You never know where you are going to encounter spontaneous expressions of individuality that qualify as folk art. While on a recent trip to New York this car pulled up next to mine while I was stopped at a red light. I grabbed my iPhone and snapped away, feeling lucky that it was not necessary to do so while steering through busy Manhattan streets. The car reminded me of the Art Car post from a couple of years ago. I only wish I could have gotten a few words from the owner, but they may not have been printable :-)
Friday, February 15, 2013
I just received word that a terrific review of our William Matthew Prior exhibition appeared in today's New York Times. You can find it here. It is a remarkable insightful review that recognizes the complexities of calling people "folk artists" in a time well before the term was ever used. Prior's case is one of the most interesting and complex, and the reviewer notes that his work, "were it to appear in an exhibition of paintings by Manet and his followers, would not be out of place."

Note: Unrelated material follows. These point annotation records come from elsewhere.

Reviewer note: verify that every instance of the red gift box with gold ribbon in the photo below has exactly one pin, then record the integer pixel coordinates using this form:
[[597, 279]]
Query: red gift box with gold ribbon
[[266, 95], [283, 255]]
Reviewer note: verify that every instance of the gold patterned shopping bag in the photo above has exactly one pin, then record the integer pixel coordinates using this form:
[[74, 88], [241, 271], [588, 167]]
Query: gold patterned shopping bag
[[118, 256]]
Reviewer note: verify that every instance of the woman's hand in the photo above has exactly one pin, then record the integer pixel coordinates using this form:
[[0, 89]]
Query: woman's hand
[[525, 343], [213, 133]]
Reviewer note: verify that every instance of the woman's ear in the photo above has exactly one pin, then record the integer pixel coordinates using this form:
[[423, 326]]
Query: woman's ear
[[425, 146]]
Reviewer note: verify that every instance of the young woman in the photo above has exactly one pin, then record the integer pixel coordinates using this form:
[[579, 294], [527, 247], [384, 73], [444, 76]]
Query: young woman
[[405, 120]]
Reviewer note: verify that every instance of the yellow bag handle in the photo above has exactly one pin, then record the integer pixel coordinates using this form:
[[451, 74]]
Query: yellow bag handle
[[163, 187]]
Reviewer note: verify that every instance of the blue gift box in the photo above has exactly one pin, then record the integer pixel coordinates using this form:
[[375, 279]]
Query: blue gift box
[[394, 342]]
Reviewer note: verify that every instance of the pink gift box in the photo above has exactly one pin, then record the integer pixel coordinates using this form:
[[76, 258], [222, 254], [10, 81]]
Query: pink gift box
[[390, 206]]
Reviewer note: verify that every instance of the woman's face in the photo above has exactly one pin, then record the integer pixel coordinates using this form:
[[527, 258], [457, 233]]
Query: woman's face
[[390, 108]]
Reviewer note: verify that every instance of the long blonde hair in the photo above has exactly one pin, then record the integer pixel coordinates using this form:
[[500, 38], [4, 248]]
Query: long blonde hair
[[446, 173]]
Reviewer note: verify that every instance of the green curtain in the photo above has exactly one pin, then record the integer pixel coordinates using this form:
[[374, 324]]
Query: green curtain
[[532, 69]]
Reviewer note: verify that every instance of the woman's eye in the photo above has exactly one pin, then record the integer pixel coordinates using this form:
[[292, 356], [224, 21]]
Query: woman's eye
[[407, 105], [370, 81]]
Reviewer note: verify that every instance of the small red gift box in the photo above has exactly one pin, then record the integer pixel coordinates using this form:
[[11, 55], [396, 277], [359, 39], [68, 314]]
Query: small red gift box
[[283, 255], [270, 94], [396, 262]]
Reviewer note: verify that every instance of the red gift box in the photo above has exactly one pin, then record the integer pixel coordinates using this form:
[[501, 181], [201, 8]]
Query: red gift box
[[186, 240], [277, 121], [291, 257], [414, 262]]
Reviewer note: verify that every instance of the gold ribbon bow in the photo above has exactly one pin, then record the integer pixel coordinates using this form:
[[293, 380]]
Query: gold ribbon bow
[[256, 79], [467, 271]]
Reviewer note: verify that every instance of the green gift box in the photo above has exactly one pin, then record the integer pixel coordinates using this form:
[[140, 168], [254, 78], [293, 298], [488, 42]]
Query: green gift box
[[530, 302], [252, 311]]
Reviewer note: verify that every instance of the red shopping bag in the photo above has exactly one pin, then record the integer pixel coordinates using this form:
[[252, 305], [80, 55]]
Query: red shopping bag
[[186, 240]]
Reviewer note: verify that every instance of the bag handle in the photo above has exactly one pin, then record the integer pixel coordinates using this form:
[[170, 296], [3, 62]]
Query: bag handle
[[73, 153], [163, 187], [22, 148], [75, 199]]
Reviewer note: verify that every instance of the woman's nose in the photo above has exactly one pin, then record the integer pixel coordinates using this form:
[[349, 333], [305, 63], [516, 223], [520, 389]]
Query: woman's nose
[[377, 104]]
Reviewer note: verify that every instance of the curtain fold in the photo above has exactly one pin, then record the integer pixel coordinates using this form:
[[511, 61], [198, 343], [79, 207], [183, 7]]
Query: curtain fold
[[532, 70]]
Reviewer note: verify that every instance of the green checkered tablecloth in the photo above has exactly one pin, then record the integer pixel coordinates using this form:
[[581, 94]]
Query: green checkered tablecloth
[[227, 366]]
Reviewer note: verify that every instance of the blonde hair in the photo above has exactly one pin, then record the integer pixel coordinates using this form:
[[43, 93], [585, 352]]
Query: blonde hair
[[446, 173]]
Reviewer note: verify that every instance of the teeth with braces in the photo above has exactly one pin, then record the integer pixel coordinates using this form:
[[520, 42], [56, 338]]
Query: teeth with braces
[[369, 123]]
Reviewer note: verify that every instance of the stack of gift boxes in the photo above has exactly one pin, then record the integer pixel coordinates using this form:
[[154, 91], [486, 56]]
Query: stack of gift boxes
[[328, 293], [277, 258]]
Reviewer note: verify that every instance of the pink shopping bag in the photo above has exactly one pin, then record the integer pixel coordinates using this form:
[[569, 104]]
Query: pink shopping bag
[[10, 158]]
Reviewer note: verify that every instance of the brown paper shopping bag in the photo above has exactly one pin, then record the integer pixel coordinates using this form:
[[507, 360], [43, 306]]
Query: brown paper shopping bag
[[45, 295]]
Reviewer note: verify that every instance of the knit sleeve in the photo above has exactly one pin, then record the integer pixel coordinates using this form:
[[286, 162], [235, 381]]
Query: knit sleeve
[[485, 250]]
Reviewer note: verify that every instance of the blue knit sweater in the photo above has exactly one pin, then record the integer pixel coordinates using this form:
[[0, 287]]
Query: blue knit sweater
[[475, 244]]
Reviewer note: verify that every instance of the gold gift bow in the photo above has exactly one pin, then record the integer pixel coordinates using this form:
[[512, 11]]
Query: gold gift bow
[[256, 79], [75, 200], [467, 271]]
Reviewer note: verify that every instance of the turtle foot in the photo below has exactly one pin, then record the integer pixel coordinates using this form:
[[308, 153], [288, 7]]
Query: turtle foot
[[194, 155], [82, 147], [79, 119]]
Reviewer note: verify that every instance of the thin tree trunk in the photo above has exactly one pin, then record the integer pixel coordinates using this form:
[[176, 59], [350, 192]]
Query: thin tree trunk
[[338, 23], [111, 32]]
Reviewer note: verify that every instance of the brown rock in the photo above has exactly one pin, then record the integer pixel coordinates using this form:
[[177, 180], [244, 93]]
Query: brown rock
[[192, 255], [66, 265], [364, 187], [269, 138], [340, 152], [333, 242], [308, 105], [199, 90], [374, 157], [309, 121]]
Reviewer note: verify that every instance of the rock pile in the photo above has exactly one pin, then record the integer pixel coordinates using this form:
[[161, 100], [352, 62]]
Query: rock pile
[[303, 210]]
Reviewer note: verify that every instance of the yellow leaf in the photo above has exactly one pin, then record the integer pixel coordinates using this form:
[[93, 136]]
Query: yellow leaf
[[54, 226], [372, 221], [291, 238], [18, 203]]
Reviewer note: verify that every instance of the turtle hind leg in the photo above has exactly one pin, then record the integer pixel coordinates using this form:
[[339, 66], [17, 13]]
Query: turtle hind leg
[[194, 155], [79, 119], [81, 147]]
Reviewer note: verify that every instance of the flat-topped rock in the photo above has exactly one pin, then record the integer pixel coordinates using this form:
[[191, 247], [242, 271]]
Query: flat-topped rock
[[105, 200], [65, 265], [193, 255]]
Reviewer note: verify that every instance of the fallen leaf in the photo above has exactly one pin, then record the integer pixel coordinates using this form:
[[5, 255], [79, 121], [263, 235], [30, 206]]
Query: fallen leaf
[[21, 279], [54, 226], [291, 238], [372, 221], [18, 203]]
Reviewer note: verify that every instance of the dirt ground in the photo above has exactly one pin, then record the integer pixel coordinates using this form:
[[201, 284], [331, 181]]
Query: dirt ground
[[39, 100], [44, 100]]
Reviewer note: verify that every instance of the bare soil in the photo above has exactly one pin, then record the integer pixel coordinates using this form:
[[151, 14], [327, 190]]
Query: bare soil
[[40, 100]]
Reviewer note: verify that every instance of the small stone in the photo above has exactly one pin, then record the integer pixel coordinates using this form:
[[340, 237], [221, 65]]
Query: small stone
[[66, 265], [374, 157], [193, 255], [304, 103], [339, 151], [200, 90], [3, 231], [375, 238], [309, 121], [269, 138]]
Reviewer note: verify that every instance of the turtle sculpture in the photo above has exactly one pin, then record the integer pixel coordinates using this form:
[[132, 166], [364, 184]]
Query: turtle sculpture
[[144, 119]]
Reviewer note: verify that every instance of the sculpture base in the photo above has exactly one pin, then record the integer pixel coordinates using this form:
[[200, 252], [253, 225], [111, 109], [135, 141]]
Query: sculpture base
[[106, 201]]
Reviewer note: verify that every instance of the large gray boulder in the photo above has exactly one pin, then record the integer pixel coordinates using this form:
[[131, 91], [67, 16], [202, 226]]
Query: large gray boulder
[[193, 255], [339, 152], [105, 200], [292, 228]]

Wow. I love that. Another reminder to forget the categories and look at the art. Enjoy the review, and please see the exhibition if you can. It will be at the American Folk Art Museum until May 26.
Monday, February 4, 2013
For many years, I have wandered the galleries of major American art museums and chafed at the segregation of American folk art into tiny side galleries apart from the "heavy hitters" of the various museums' permanent collections. Apparently I'm not the only one who has noticed that we are no farther along to accepting folk art into the mainstream than we were years ago. Roberta Smith has a highly reasoned and articulate plea for inclusion in this past Sunday's New York Times, and it is well worth a read. It is titled "Curator, Tear Down These Walls" and you can find it here. Please give it a read and let me know what you think. We could all benefit from more exciting and visually interesting permanent installations that are inclusive and inspiring.
Posted by Paul D'Ambrosio at 12:38 PM
Friday, January 25, 2013
I happened upon this portrait in the show room at Sotheby's earlier this week and had to laugh. As you already know, over the years I've seen many portraits of children from the early and mid-1800s posed with family pets. Most of them are dogs or cats, with the occasional bird. This child, however, appears to have had a favorite lamb. It's hard to imagine mother letting that thing in the house, especially at meal time.
As always, a good week in New York looking at curious and amazing things. There's more on the way. In the meantime, enjoy this unusual piece. It's a pity that it didn't come with any history, but the image often tells enough of a story anyway.